Burton graduated from CalArts in Santa Clarita, California in 1979. The success of his short film Stalk of the Celery Monster attracted the attention of Walt Disney Productions' animation studio, who offered young Burton an animator's apprenticeship at their studio. He worked as an animator, storyboard artist and concept artist on films such as The Fox and the Hound, The Black Cauldron and Tron. However, Burton's personal style clashed with Disney's standards, and he longed to work on solo projects.

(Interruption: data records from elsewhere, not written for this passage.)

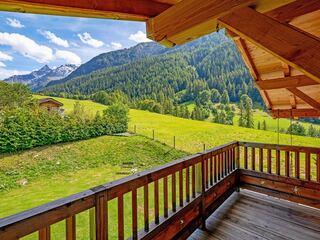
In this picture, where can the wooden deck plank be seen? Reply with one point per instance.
(250, 215)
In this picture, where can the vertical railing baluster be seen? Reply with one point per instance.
(297, 165)
(146, 206)
(261, 159)
(101, 216)
(206, 161)
(225, 162)
(45, 233)
(193, 181)
(120, 218)
(71, 228)
(318, 167)
(165, 196)
(156, 201)
(278, 162)
(215, 168)
(203, 190)
(245, 157)
(173, 190)
(238, 157)
(307, 167)
(188, 184)
(253, 158)
(269, 153)
(287, 163)
(181, 187)
(134, 215)
(219, 166)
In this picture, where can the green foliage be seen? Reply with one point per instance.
(246, 114)
(225, 97)
(25, 128)
(14, 95)
(149, 71)
(296, 129)
(223, 114)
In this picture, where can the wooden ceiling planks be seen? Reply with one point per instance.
(135, 10)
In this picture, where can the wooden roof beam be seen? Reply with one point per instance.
(295, 113)
(242, 46)
(286, 82)
(304, 97)
(136, 10)
(295, 9)
(189, 19)
(297, 49)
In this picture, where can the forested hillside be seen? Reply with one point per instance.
(150, 71)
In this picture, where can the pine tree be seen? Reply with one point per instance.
(246, 114)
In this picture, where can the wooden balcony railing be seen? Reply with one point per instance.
(288, 172)
(191, 189)
(171, 201)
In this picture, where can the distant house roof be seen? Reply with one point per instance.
(45, 100)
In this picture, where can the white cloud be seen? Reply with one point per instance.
(5, 57)
(116, 45)
(87, 39)
(139, 37)
(27, 47)
(54, 39)
(14, 23)
(68, 56)
(5, 73)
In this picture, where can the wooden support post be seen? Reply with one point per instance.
(101, 226)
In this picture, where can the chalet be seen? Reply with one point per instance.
(240, 190)
(51, 105)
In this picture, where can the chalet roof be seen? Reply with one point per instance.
(278, 39)
(45, 100)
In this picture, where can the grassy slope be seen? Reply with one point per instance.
(60, 170)
(81, 166)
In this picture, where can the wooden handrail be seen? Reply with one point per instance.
(198, 184)
(39, 218)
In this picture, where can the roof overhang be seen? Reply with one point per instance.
(278, 39)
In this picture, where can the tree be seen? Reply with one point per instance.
(246, 114)
(14, 95)
(215, 96)
(312, 131)
(296, 129)
(225, 97)
(204, 98)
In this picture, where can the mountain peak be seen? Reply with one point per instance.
(40, 78)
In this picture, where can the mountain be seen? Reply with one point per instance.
(114, 58)
(151, 71)
(40, 78)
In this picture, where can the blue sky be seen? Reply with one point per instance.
(29, 41)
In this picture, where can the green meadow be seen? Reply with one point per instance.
(40, 175)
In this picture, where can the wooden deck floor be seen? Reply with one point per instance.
(248, 215)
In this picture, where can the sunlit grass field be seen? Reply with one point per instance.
(74, 167)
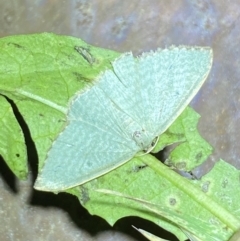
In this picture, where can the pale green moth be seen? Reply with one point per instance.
(122, 113)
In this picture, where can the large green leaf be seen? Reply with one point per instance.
(146, 188)
(40, 73)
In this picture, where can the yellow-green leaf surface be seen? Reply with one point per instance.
(193, 150)
(40, 73)
(12, 145)
(153, 191)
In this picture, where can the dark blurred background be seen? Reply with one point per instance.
(137, 25)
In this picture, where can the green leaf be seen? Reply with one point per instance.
(153, 191)
(193, 150)
(12, 144)
(40, 73)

While at Disney in 1982, Burton made his first short, Vincent, a six-minute black-and-white stop motion film based on a poem written by the filmmaker, and depicting a young boy who fantasizes that he is his (and Burton's) hero Vincent Price, with Price himself providing narration. The film was produced by Rick Heinrichs, whom Burton had befriended while working in the concept art department at Disney. The film was shown at the Chicago Film Festival and released, alongside the teen drama Tex, for two weeks in one Los Angeles cinema. This was followed by Burton's first live-action production Hansel and Gretel, a Japanese-themed adaptation of the Brothers Grimm fairy tale for the Disney Channel, which climaxes in a kung fu fight between Hansel and Gretel and the witch. Having aired once at 10:30 pm on Halloween 1983 and promptly shelved, prints of the film are extremely difficult to locate, which contributes to the rumor that this project does not exist. (In 2009, the short went on display in the Museum of Modern Art, and in 2011 the short also played at the Tim Burton art exhibit at the LACMA.)

Burton's next live-action short, Frankenweenie, was released in 1984. It tells the story of a young boy who tries to revive his dog after it is run over by a car. Filmed in black-and-white, it stars Barret Oliver, Shelley Duvall (with whom he would work again in 1986, directing an episode of her Faerie Tale Theatre) and Daniel Stern. After Frankenweenie was completed, Disney fired Burton, under the pretext of him spending the company's resources on doing a film that would be too dark and scary for children to see.

Pursuing then an opportunity to make a full-length film, he was approached by Griffin Dunne to direct the black comedy film After Hours. However, after Martin Scorsese's project The Last Temptation of Christ was cancelled (although it would later be completed and released in 1988), he showed an interest in directing it. Respectfully, Burton bowed out.